Drift Sunday Classic

Fairport Convention - Unhalfbricking

The one where the British folk-rock pioneers went even more folky. An absolute belter of traditional sounds and the odd wig-out.


Released in 1969, Unhalfbricking was the third album from Fairport Convention and captured the band in the midst of profound transformation—both musically and personally. Fairport had been formed two years earlier by guitarists Richard Thompson, Simon Nicol, and bassist Ashley Hutchings. Martin Lamble had joined soon after on drums, and vocalists Judy Dyble and Iain Matthews had appeared on their first two albums. Dyble had been replaced by folk singer Sandy Denny ahead of Unhalfbricking, with Matthews contributing backing vocals to the album before leaving also. It was recorded early in 1969 with folk royalty Joe Boyd producing, further cementing the traditional British sound, and was released on Island in the July of the same year. Tragically, two months before the album debuted, drummer Martin Lamble and Jeannie Franklyn, the girlfriend of guitarist Richard Thompson, were killed in a road accident as the band returned from a concert in Birmingham. Unhalfbricking would be the only time that Fairport Convention appeared in that lineup—a rare and fleeting moment if ever there was one.

Although the progression towards a more folk-rooted sound was clear - especially with Denny’s timeless and melancholic voice and influence on the writing - there were still lingering transatlantic influences, in particular with three cover versions of Bob Dylan, and the eleven-plus minute reimagining of the traditional ballad ‘A Sailor's Life’ into an epic psychedelic romper.
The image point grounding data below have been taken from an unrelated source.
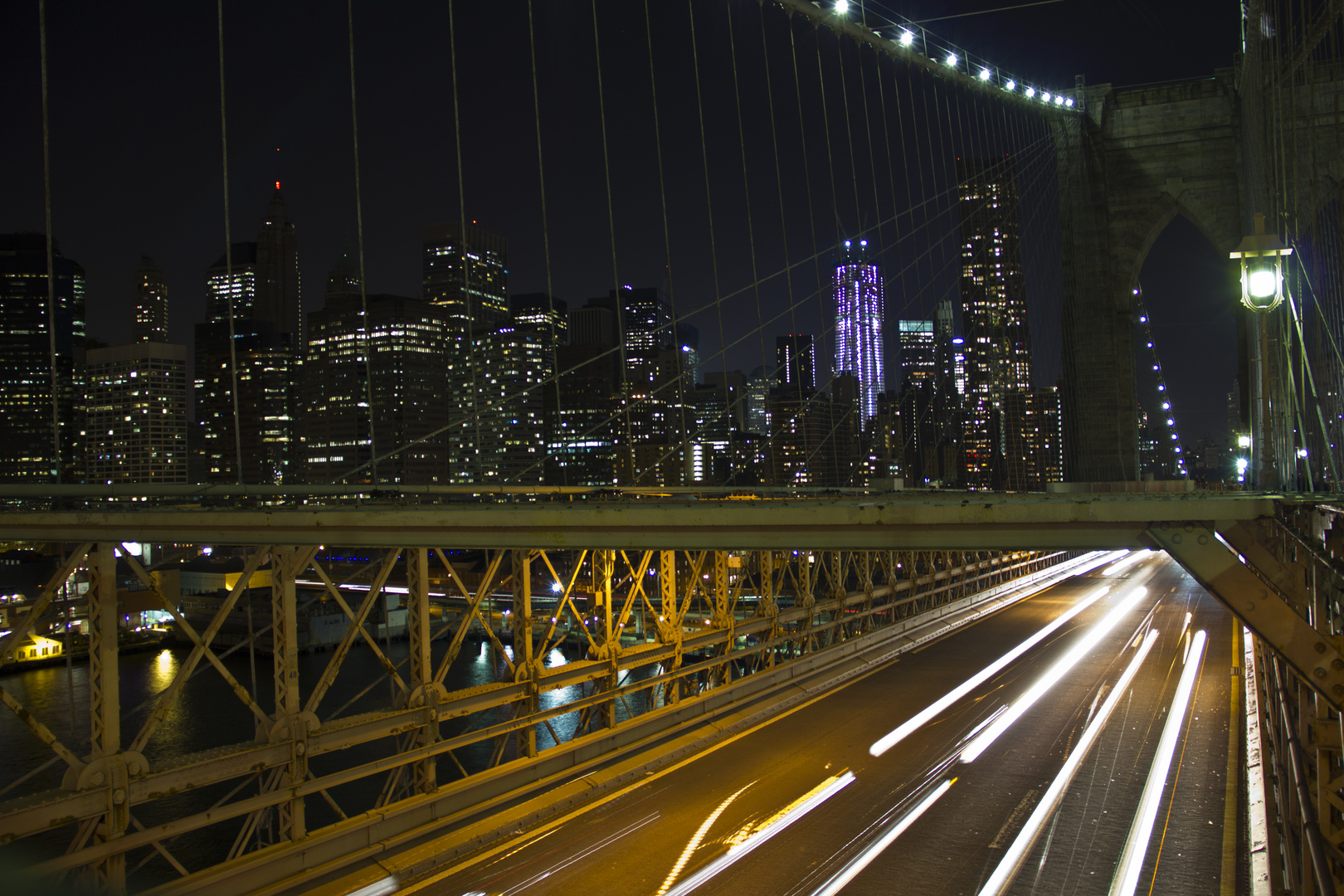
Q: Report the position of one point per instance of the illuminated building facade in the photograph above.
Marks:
(260, 281)
(151, 323)
(796, 360)
(859, 308)
(997, 440)
(138, 414)
(27, 453)
(407, 340)
(465, 270)
(918, 353)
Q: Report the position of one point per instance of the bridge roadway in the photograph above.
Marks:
(632, 844)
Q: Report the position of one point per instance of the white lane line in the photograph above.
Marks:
(810, 801)
(1054, 674)
(695, 841)
(923, 716)
(606, 841)
(862, 861)
(1142, 830)
(1016, 855)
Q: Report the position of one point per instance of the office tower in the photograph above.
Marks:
(28, 451)
(277, 270)
(796, 360)
(993, 316)
(260, 281)
(138, 414)
(643, 329)
(465, 270)
(918, 353)
(582, 418)
(511, 407)
(151, 304)
(758, 399)
(407, 379)
(689, 338)
(543, 314)
(859, 342)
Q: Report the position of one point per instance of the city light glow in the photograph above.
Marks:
(1053, 676)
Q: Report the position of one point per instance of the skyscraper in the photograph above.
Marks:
(27, 450)
(997, 434)
(151, 304)
(260, 281)
(796, 360)
(407, 377)
(138, 414)
(465, 270)
(918, 363)
(859, 309)
(277, 270)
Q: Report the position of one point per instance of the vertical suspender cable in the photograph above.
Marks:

The album ends with Dylan’s ‘Percy’s Song’ and ‘Million Dollar Bash’ back to back, both I believe unreleased at the time, with Fairport especially inspired by Dylan’s work with The Band for The Basement Tapes. The third cover is ‘If You Gotta Go, Go Now’, rendered quite sublimely in French as 'Si Tu Dois Partir'. Sandy Denny’s voice is so spookily-commanding - especially as I don’t strictly speaking know what she is saying - and she is a central character of the album throughout, in particular on ‘Who Knows Where the Time Goes?’ (that she had actually written pre-Fairport) which is one of the most defining songs and affecting deliveries of the era. Thompson’s influence also gives the album such an eccentric energy, with biting solos above Cajun rhythms, surf melodies and even Brian Wilson-esque orchestrations. There is magic.

From the off-cuff title (Unhalfbricking is a made-up word), to the now iconic sleeve image (photographed outside Sandy Denny’s parents’ house with the band just visible beyond the garden wall), its humour and restraint, the melding of traditional stories and joyous instrumentations - Unhalfbricking is above all else, distinctively British. The band would release work that was even more seminal in the folk revivalism movement and they would also rip stages to psychedelic shreds too, but Unhalfbricking is a transcendental meeting point of the two and it really sounds not like anything else.